Mesdames et messieurs les Cheveu-sceptiques, il va clairement falloir changer d’attitude et d’opinion au sujet de ce groupe basé à Paris et de sa musique jusqu’ici quelque peu capillotractée. Je suis bien d’accord pour dire avec vous que le premier album du groupe était bourré de trous d’air et de moments d’égarement et qu’il aurait tout juste pu remplir un honnête EP de quatre titres. Autant dire que le cas Cheveu semblait réglé d’avance, emballé c’est pesé, que cela n’allait pas faire un(e mise en) pli, un bon coup de brushing, une coloration sur les racines et on n'en parle plus. Mais Born Bad records n’est pas Josie Salon De Coiffure Pour Dames – le label a pourtant prouvé qu’en sortant les disques de Frustration il aimait la musique pour garçons coiffeurs dépressifs – et a décidé de persister et de faire confiance aux trois petits gars de Cheveu, sûrement parce qu’ils le valaient bien. Ou alors on peut dire qu’ils ont le nez creux chez Born Bad, plus que moi en tous les cas, qui jusqu’ici suis complètement resté insensible et méprisant à l’égard de ce groupe.
Il s’en est donc fallu de peu pour que Cheveu me passe totalement au dessus de la tête et que 1000 – c’est le nom du nouvel album du groupe – n’atterrisse même pas dans le réservoir à mp3 de l’ordinateur familial où il serait resté à moisir avant de sombrer dans l’oubli. C’eût été une profonde erreur. Le fossé qui sépare le premier album de Cheveu de 1000 est aussi large et profond qu’une raie au milieu d’un crâne d’énarque polytechnicien en fin de carrière ministérielle. Des hits, ce nouvel album en comporte largement plus de deux par face (premier bon point) et, entre ces éclats fulgurants de luminosité décadente, les titres, disons intermédiaires, ne font pas plus office de remplissage qu’ils ne font penser à une salle d’attente. Il y a effectivement des titres qui passent difficilement la rampe – Sensual Drug Abuse et sa bouillie hip-hop – et d’autres qui laissent un peu froid mais, à l’image de la pochette du disque qui pour la première fois dans l’histoire discographique de Cheveu est aussi soignée que colorée, 1000 tient enfin les promesses d’un groupe qui jusqu’ici se montrait incomplet et décevant.
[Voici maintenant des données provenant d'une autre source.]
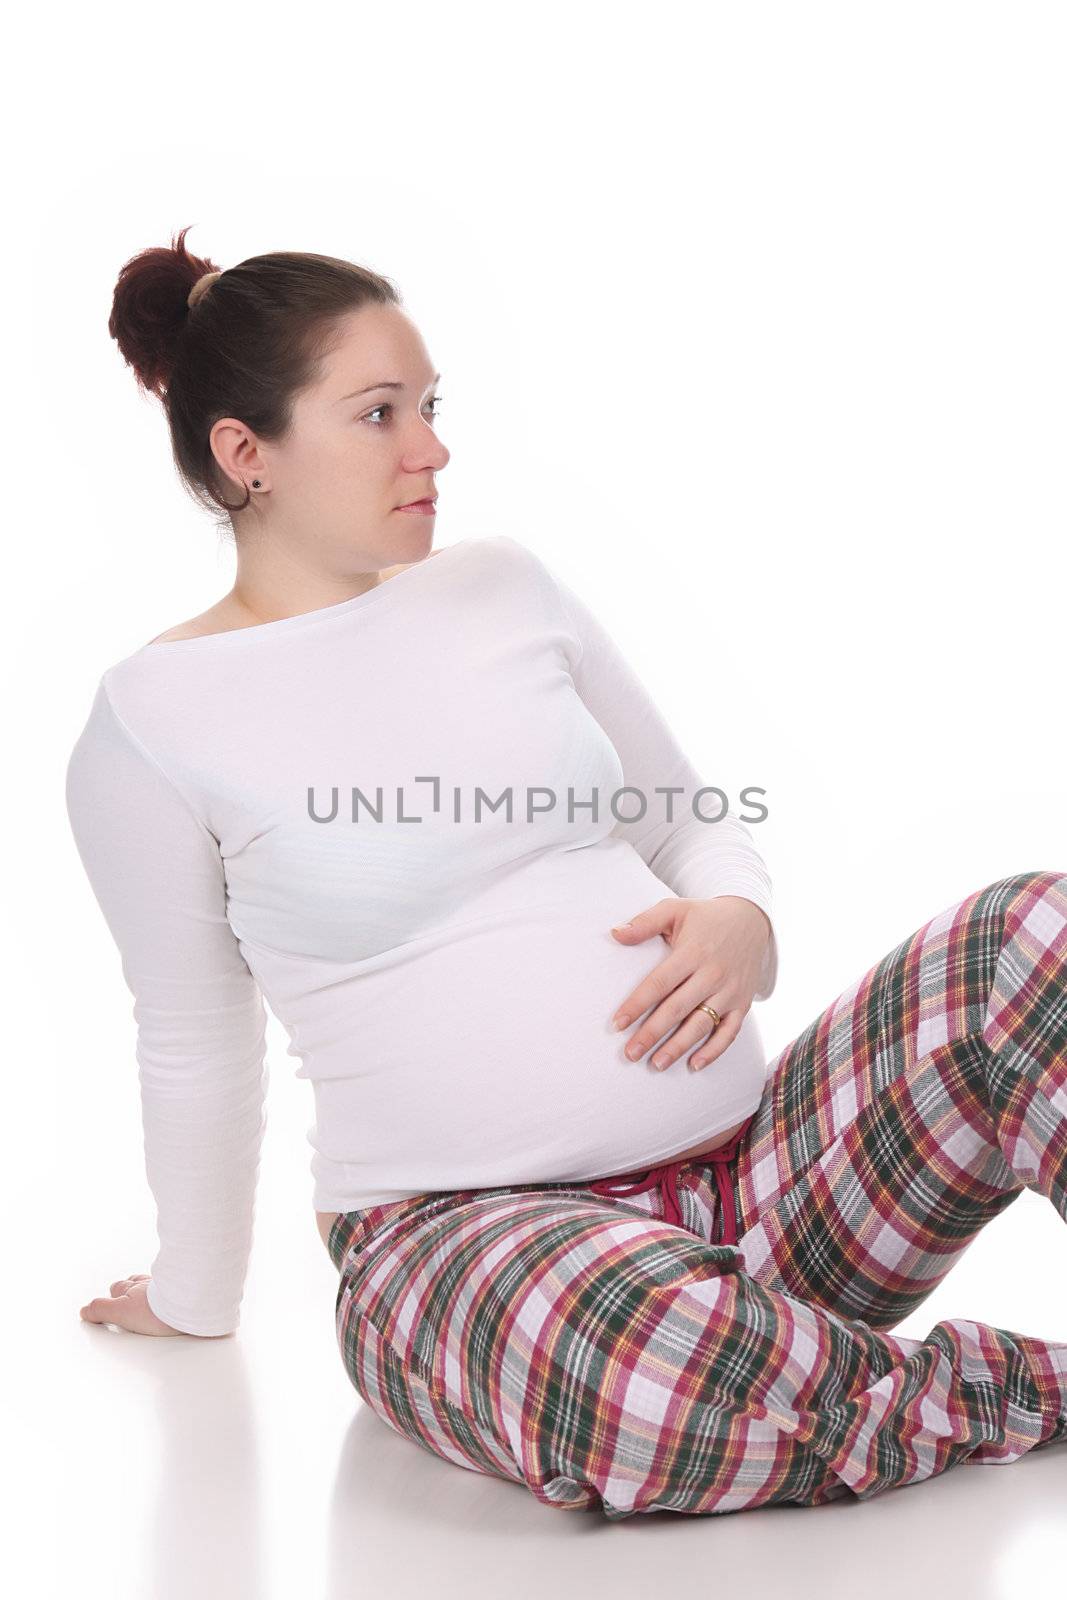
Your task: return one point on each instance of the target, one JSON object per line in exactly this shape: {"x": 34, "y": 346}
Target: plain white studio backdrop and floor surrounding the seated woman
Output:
{"x": 753, "y": 324}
Pourtant les recettes de Cheveu n’ont pas réellement changé entretemps, on reconnait immédiatement le groupe – une qualité de plus en plus rare à notre époque de standardisation maximum – alors pourquoi ce revirement ? Tout simplement parce que le groupe a enfin boosté son songwriting (on l’a déjà dit : c’est ce qui explique la surpopulation de tubes sur le disque : Quattro Stagioni, Charlie Sheen, Impossible Is Not French, Ice Ice Baby, Like A Deer In The Headlights, My First Song, Bonne Nuit Chérie) au point de faire passer au second plan le côté souvent énervant du chant. Cheveu a su également maîtriser son son de gamelles lo-fi, a appris à mettre les petits plats dans les grands sans passer pour des hipsters clinquants ou des crevards racoleurs. Et des arrangements assez subtils arrivent même à vous arracher quelques frissons de midinettes (les cordes impériales sur Quattro Stagioni, No Birds ou Bonne Nuit Chérie).
Donc voilà, 1000 c’est la même chose qu’avant mais en beaucoup mieux. Ce n’était pas beaucoup plus difficile que ça. Et je reconnais mes torts : ce qu’il me fallait, c’était une bonne coupe de nouilles, bien dégagée autour des oreilles.